Reading Response Prompts
 

These prompts are meant to get you thinking about what you have read, and to help focus your thoughts for your reading responses. You can respond to any one of them, or, if you have another idea you would rather explore, you are free to write about that instead. Do not, however, attempt to answer multiple prompts for any assignment. If you choose to pursue an idea of your own or are not writing a response that day, you should still spend at least a few minutes thinking about each of the prompts in preparation for class. For more information, review the listserv assignment.

Teresa de Lauretis, “Calvino and the Amazons”; Lucia Re, “Calvino and the Value of Literature”

De Lauretis, who wrote extensively and admiringly about Calvino, reads If On a Winter’s Night a Traveler through multiple critical lenses. Although her essay is not particularly long, we can find in it evidence of Postmodern theory (Hal Foster and Ihab Hassan, who incidentally was my own mentor), Psychoanalytic criticism (Sigmund Freud and Jacques Lacan), Deconstruction (Jacques Derrida), Feminist criticism, and even some early Queer Theory. I recognize that you probably have little to no experience with these modes of critical thought, so here is an opportunity to follow the procedure I have suggested: reading with and reading against. Find two passages in the essay, one that you find illuminating or intriguing or persuasive and one that you resist and to which you want to raise an objection, and write in response to both.

Re’s essay serves both as a history of Calvino’s thought over the decades (including his conflicts with other Italian intellectuals) and his enduring and profound concern with literature’s place in the contemporary world. Ultimately, we see Calvino attempting to defend the belief that literature not only has value, but that that value — or at least capacity for value — is unique to literature. I presume all of you are readers, that you find literature (broadly defined) as worth your time, money, and mental effort. Yet surely you know people — perhaps friends, perhaps family, certainly peers — who do not share that opinion. How persuasive do you find Calvino’s claims for literature’s value? Do any seem unconvincing to you? Can you think of any argument for it that Calvino does not make?

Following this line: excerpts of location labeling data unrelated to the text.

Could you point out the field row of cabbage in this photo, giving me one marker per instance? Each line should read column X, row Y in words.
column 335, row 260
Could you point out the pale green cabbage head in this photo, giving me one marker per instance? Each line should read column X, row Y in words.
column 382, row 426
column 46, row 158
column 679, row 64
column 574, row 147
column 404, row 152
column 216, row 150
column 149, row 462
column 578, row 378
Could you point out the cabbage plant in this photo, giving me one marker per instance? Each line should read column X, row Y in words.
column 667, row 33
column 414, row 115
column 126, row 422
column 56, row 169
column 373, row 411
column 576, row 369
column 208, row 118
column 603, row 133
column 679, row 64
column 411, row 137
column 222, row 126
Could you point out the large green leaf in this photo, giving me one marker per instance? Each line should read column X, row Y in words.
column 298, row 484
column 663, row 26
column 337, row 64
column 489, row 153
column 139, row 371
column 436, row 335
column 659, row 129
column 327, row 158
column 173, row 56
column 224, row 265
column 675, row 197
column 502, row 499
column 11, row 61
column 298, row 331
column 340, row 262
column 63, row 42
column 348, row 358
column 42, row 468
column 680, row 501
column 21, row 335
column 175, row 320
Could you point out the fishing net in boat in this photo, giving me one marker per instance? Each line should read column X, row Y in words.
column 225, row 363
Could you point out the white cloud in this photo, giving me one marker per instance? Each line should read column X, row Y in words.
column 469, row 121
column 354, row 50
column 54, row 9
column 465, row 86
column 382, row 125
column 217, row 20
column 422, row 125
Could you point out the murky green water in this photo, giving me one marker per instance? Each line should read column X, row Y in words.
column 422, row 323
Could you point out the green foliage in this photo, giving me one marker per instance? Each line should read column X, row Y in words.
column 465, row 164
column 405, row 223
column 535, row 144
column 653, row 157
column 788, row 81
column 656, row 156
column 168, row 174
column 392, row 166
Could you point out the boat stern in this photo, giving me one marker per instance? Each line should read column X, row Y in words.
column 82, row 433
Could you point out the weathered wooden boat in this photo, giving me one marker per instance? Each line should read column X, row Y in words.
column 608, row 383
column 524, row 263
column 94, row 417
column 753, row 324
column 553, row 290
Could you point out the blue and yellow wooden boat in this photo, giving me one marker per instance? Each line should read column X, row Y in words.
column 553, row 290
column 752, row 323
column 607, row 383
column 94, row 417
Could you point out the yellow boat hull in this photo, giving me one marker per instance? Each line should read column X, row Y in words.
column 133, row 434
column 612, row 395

I have called the Marco Polo and Kublai Khan sections of Invisible Cities a framing narrative, pointed out the A1, A2 B1, A3 B2 C1 (and so on) structure as important, and said that Marco Polo represents Calvino (the author) and the Khan represents us (the reader). However, Breiner challenges these all of these assertions, arguing that this frame is not really a frame, the structure is more or less of a red herring, and that Polo also is a type of reader. How does his essay alter your understanding of the book? Where, if anywhere, do you find his argument less than convincing?

Sorapure suggests that one of the central themes of If on a Winter’s Night a Traveler is misreading, and that the main character represents traditional modes of literary analysis. Consider the book from that perspective, and how Calvino’s emphasis on multiplicity — which Sorapure notes, even though Six Memos for the Nest Millennium had not been published at the time she wrote this essay — defeats that traditionally hermeneutic approach to interpretation.